Herz­lieb! So weit habe ich ges­tern abend geschrie­ben! Merkst Du denn, wie mei­ne Schrift immer schlech­ter und flüch­ti­ger wird? Herz­lieb! [Du] Sollst nicht den­ken, daß ich kei­ne Zeit für Dich habe. Ich woll­te Dir doch noch soviel erzähle[n] und es war doch schon spät. Ich habe auch nicht die rich­ti­ge Feder. Weißt, ich glau­be, vor unse­rem Wie­der­se­hen wird sie nicht mehr viel bes­ser die Schrift – das Herz will doch mit der Feder durch­ge­hen! Ach Herz­lieb! Du wirst doch nim­mer­mehr den­ken kön­nen, daß Du ein­mal weni­ger Raum in mei­nem Her­zen ein­neh­men könn­test. Wie wird das sein – nie­mals! Weißt, wenn wir bei­de uns noch lan­ge schrei­ben müs­sen, dann wird mei­ne Schrift eine rich­ti­ge Geheim­schrift, in die sich zu ver­tie­fen der Schnüff­ler weder Zeit noch Lust ver­spürt. Nur mein Herz­lieb ver­steht sie dann noch zu lesen – im Sin­ne des Her­zens ist es ohne­hin schon so.

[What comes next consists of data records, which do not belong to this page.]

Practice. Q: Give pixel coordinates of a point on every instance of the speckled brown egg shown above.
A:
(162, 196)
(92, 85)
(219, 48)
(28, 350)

Mein lie­bes, teu­res Weib! [Du] Sollst es ganz froh und glück­lich wis­sen, daß Dir in der Fer­ne ein Herz schlägt, oh, so treu und lieb! Daß hier ein Mensch ist, dem Du alles bedeu­test, den Dei­ne Lie­be im Tiefs­ten bewegt und anrührt, in dem sie alle Gegen­lie­be auf­ruft, der an Dir hängt wie an sei­nem eige­nen Leben und noch mehr. Alle mei­ne Herz­fa­sern sind aus­ge­streckt nach Dir, alle nach Dir – daß sie sich mit den Dei­nen ver­schlin­gen, ver­mäh­len – tief und innig und fest zu unlös­li­chem Bun­de.

Gott behü­te Dich mir! Er seg­ne unse­ren Bund!

Ich lie­be, lie­be Dich! Sooo sehr lie­be ich Dich!